- Directed by: Britta Erickson
- Produced by: Britta Erickson
- Cinematography: Richard Widmer
- Edited by: Richard Widmer
- Release date: 2013;
- Running time: 10 shorts, 12 minutes each
- Country: United States
- Language: English

= The Enduring Passion for Ink =

The Enduring Passion for Ink: Films on Contemporary Ink Painters is a 2013 documentary film independently produced by scholar-curator Britta Erickson. The film features 10 contemporary Chinese ink artists at the vanguard of the contemporary Chinese art world today.
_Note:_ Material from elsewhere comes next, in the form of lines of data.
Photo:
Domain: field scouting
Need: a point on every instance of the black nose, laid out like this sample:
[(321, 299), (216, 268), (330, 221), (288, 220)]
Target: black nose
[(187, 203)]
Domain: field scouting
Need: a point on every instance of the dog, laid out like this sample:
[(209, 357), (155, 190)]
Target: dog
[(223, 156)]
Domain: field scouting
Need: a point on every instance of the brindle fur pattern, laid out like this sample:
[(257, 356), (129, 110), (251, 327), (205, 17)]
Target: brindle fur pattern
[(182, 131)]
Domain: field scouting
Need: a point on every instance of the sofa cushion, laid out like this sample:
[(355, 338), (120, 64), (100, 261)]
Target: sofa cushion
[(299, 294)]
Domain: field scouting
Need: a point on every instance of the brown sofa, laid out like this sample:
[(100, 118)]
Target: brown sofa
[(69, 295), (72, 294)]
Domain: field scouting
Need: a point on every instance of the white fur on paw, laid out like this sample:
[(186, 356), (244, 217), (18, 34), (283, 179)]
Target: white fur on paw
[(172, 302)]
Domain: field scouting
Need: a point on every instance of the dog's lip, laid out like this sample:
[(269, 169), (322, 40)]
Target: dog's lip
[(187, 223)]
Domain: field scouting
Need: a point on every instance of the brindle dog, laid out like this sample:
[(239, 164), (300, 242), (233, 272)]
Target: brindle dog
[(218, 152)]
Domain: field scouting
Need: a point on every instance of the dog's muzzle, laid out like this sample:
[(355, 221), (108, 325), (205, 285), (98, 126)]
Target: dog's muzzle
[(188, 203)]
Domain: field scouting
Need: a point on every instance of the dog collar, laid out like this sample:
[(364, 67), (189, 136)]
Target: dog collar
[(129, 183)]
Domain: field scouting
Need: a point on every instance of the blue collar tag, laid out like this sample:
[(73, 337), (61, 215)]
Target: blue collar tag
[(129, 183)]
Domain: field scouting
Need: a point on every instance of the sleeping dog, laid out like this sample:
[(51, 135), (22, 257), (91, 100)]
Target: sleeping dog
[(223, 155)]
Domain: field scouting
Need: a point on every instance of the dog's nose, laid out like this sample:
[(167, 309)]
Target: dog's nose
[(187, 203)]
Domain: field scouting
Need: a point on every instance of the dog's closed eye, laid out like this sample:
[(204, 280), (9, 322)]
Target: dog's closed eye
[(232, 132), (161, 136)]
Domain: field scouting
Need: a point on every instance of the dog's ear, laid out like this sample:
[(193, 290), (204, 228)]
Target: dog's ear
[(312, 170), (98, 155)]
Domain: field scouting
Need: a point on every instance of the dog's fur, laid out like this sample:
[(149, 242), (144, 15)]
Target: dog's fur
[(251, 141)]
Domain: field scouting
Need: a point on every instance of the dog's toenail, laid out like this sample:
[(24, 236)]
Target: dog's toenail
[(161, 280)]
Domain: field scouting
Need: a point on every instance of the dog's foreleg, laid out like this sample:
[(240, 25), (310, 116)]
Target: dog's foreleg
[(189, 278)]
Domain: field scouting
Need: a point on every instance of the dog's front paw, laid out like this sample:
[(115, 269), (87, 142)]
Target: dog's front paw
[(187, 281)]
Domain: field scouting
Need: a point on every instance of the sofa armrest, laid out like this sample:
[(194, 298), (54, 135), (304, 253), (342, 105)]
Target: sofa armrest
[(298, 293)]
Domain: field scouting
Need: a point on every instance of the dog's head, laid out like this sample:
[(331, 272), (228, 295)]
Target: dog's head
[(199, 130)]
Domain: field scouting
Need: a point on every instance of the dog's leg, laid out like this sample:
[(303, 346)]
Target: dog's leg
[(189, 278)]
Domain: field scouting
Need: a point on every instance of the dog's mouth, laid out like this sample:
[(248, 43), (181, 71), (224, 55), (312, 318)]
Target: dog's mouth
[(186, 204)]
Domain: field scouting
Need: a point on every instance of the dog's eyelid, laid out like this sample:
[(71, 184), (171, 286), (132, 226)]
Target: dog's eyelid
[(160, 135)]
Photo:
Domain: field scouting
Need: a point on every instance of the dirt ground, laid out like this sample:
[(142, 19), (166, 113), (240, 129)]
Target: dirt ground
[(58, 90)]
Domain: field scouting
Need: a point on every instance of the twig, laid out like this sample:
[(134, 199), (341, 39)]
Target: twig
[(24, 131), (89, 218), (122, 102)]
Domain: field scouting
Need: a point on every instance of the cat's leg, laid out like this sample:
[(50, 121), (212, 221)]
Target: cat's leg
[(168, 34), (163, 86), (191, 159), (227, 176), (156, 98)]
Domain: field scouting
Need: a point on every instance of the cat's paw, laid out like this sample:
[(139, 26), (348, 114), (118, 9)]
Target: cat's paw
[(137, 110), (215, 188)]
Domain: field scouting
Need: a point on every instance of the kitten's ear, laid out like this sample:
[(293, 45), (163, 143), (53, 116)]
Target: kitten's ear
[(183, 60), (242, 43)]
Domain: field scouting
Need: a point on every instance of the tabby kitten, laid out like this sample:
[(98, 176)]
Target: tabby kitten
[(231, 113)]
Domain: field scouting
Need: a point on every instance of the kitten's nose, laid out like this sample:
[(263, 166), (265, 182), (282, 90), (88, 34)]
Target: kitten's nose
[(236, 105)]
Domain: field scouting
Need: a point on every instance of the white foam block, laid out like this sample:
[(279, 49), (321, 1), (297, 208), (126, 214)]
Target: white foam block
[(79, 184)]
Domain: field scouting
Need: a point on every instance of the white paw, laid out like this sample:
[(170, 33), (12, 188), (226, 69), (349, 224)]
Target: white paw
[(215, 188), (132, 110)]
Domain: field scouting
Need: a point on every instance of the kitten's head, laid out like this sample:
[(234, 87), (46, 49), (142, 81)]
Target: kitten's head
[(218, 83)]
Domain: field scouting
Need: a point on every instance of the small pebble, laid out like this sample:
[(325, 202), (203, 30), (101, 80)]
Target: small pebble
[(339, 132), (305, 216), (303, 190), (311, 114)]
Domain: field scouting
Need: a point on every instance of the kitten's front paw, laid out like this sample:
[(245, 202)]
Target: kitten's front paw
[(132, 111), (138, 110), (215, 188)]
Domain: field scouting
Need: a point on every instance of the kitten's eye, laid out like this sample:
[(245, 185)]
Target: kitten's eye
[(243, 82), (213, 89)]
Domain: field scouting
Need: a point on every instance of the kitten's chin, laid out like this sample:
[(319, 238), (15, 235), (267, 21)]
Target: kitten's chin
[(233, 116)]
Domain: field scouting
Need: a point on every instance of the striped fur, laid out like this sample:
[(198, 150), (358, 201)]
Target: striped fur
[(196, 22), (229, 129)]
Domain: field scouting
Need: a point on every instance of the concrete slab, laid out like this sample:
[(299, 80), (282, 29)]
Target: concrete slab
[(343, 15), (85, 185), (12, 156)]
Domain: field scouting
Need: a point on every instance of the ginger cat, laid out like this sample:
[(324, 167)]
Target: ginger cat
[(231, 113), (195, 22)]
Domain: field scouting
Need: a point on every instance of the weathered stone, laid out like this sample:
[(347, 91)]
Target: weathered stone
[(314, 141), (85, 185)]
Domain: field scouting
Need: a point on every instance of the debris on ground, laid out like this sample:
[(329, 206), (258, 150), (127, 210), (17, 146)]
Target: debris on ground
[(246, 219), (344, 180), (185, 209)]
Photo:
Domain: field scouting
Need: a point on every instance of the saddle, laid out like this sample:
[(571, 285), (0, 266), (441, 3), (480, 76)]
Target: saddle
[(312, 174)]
The documentary opens the door to what contemporary Chinese ink painting is to a wider audience and addresses fundamental choices confronting these leading ink artists.

== Artists featured ==
The 10 artists featured span a wide range of ages, education backgrounds, artistic approaches, and philosophies. They are:
1. Bingyi
2. Chen Haiyan
3. Cui Zhenkuan
4. Li Huasheng
5. Li Jin
6. Liu Dan
7. Wang Dongling
8. Xu Bing
9. Yang Jiechang
10. Zheng Chong bin

The film follows the scholar/curator of this project into the studios of these artists where the viewer can watch as these artist's work unfold.

The artists share in the intimacy of their studio their experience and views on ink as a medium versus other art forms, their creative expression, and the boundaries and innovation of ink art in relation to the traditional with scholar-curator Britta Erickson.

== Development ==
The film is solely produced, directed, curated by scholar-curator Britta Erickson who wished to create a project of her own at the time when she turned 50.

US-born Richard Widmer shot and edited the documentary.